April 16, 2015 by Tim Sanford
TAGS: Vending Times editorial, vending industry, vending editorial, retail automation, vending operator, vending industry history, coin machine, micro markets, coffee service, food service, Tim Sanford, vending industry expansion, vending multi price options |
For as long as we can remember, product pricing has been a vexed topic in vending. The dramatic expansion of the vending industry began about six decades ago in an economy that was largely free from inflation (in 1955, the rate of inflation was around 0.4%) and the prices for items that could be sold through the vending machines of the day varied little from year to year. As equipment became more versatile and vending grew in popularity, it became necessary to expand the capabilities of the pricing/credit mechanisms on vending machines, and this process continues today.
In the late '60s, it became apparent that the robust, predictable postwar economy was changing in unexpected ways. Commodity prices, for example, began to fluctuate. We remember the horror with which operators confronted the need to increase the price of their vended coffee from 10¢ to 15¢ a cup -- and the creativity with which the industry strove to increase the perceived value by delivering a larger cup and better grades of coffee. Vending was not the only industry challenged by coffee price volatility, and we would argue that vending responded more positively than most other retailers.
At the same time, those multiprice options and the product format flexibility of the new "first-in, first-out" candy/snack machines encouraged vendors to experiment with a wider variety of prepackaged items. For example, an operator on the West Coast got good results in the late '60s by arranging route schedules so that his large accounts were serviced early in the morning on payday. The driver loaded one or two columns of the candy machine with "theater" size boxes of well-known premium items and set the price at 75¢, and changed the column label to one that read "Take something home for the kids."
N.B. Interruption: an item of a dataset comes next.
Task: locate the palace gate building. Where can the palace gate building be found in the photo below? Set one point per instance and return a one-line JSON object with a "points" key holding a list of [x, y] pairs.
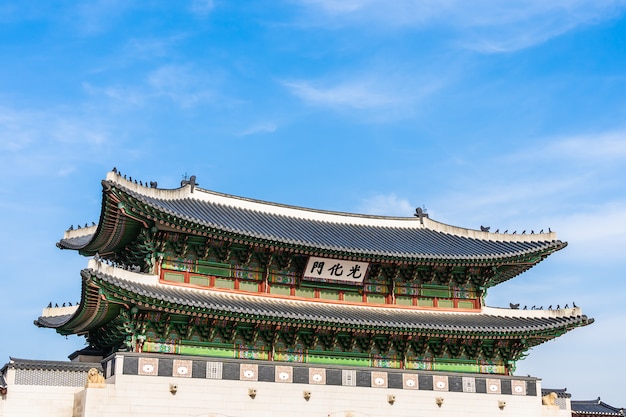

For the next quarter-century, forward-thinking operators who recognized the value of items that could command a higher price grappled with suppliers who, for reasons of internal performance assessment, insisted on defining "classes of trade" to which particular items would be assigned. This could pose problems for vendors who wanted something that their sales representatives were not supposed to sell them. Toward the end of that era, a new category of "large single serving" bagged snacks appeared and sales strategies grew more flexible, widening operator options.
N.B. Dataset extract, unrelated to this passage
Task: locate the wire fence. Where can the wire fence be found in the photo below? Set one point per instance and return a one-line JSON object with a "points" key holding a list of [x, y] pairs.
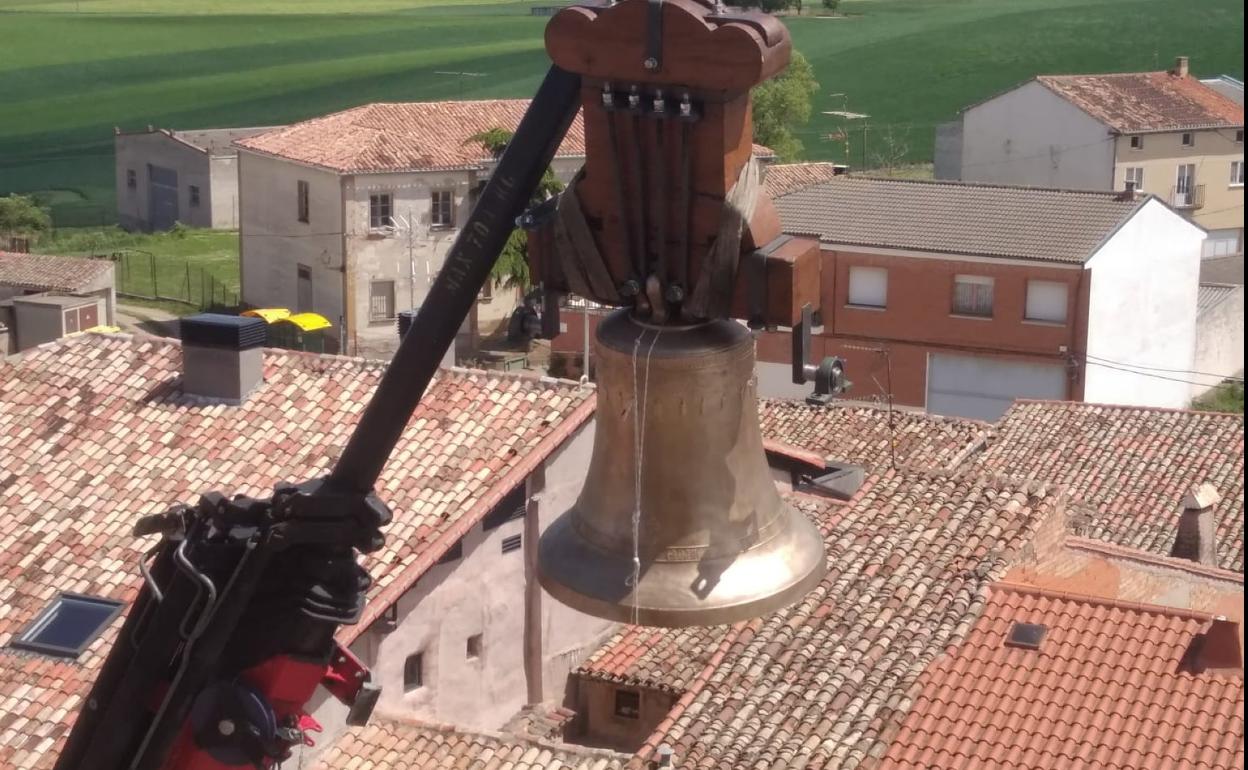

At the same time, vendors always have recognized that an important part of their clientele consists of people who must keep close watch on their discretionary spending, and it's essential to offer menus that offer not only all the appropriate categories and good variety, but also a range of prices. There is real value to customers who patronize the machines frequently and faithfully, even if they don't buy the highest-priced items.
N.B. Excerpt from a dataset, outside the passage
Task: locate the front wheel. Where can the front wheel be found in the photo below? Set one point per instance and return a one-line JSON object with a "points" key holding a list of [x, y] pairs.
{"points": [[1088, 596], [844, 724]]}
Operators today enjoy options exceeding the most optimistic predictions of 20th-century futurists. Cashless payment has become not only feasible, but increasingly popular. Sales analysis software supported by line-item data capture in the field makes it easy to identify the most and least popular items in each category by location. Price-setting at the machine has become more straightforward, and streamlining continues.
At the same time, public perceptions of value have become more diverse and complicated, and consumer tastes are changing in unprecedented ways. This poses new problems for operators, but also offers additional opportunities.
For one thing, this industry developed during an era in which the majority of adults had memories of the Great Depression and World War II. Postwar abundance reinforced the idea that more always was better, a belief that often was mocked but seldom attacked.
Until now. Over the past few years, the surprise assault on "supersizing" has been ferocious, driven (visibly, at least) by concern over obesity and fitness and, we suspect, by deep, widespread aversion to a "consumerist" society.
The correct alternative to "more is better" is, we think, "better is better." While we continue to believe, fervently, that the snack and confection items we enjoyed in our childhood were not "unhealthy" in any way; and we still enjoy those that still are on the market. At the same time, we recognize that they occupy a rather narrow niche in the wide spectrum of pleasurable textures and flavors, and we think that today's "mass" market -- which is not nearly as massive as it was in (say) 1965 -- also is ripe for a wider selection that, necessarily, will include higher-priced items. And, with the continuing boom in natural-ingredient/organic/artisinal/esoteric snack items, vendors have an ever-growing variety of novel and interesting new items to sell.
What's more, operators who also run micromarkets can try out sample quantities of something to gauge its appeal, with little administrative effort.
And, while seeking out and testing these unusual items in an effort to make them usual, it will be important to keep an eye on the lowest-priced tier as well. While we want to make vending a destination of first resort, we should remember its perennial value as a last resort, too.